The questionnaire can be also printed in the form that can be used directly for email survey. Of course, some additional design work may be needed on the layout.

The questionnaire can be also converted directly to the specific form of standard software such as Blaise and InterV. This may be extremely useful when cooperation is needed between agencies / companies using different software. A CATI / CADI / CASI software interpreter for QML has been also developed.

Another important output is the format for WWW surveys: HTML, Perl and Java scripts. The software automatically creates and designs a standardized layout of the page on WWW. The important point is, that QML supports also HTML source code. That means that multimedia WWW surveys are also possible.

The above described software can be schematically expressed in the following scheme:


WWW survey development.

4. Integrated Computer Assisted Data Collection

4.1 The above described technology enables considerable flexibility in designing the surveys. In general, the survey process can be split in two parts: the contact with the respondent and the interviewing process itself. Both components can, of course be, performed together, however, there are situations when the two components are separated.

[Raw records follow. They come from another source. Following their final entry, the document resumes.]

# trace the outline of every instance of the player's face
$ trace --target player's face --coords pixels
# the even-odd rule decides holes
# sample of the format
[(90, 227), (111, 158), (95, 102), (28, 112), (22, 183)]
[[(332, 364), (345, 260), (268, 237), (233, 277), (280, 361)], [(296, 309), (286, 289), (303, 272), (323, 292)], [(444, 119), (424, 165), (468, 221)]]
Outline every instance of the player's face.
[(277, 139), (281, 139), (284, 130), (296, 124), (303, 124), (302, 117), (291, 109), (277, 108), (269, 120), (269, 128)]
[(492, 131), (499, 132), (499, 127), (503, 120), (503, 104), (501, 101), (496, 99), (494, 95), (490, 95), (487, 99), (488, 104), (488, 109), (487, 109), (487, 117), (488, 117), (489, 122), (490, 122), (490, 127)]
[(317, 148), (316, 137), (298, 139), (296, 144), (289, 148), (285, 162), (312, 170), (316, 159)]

The above scheme enables large flexibility in selecting the most suitable mode / technique to perform the survey. Specifically, the integrated computer assisted data collection approach strongly supports the mixed mode surveys. The advantage there is to give the respondent the comfort of selecting the preferred mode and also the time of the interview. Of course, this is reasonable only in the case of relatively motivated target population.

In the majority of surveys with less salient topics the aggressive approach based on face-to-face or telephone contact, which is immediately followed by the interview, may still be the preferred option and should be by no way neglected with the offer of the mixed mode survey.

On the other side, the approach described above is especially suitable not only for mixed mode surveys but also for the collection of the administrative data.

5. Statistical Association Membership Survey

Described below is an example of the survey of the member of the Slovenian Statistical Association. It was assumed that the statisticians have the access to Internet, although the exact data were not known,

The survey proceeded by the following steps:

a) First week: the members received the (snail) mail with the invitation to visit the home page and to answer the WWW survey;

b) Second week: the members received another letter which expressed both: thanks and remainders. This time the non-respondents were, besides WWW survey, also invited to call a given telephone number and participate in a CATI interview. Trained interviewers were available there which enables cooperation of the respondents without access to the Internet. (As an option a computer automated data collection with voice recognition can also be used.)

c) Third week: the telephone calls were made to the non-respondents.

The possibility of the mail survey was also discussed. However, it was established that it would only bring the complexity that is not needed in this survey. However, even without this option, the survey enabled the respondents to select the responding time and the survey mode.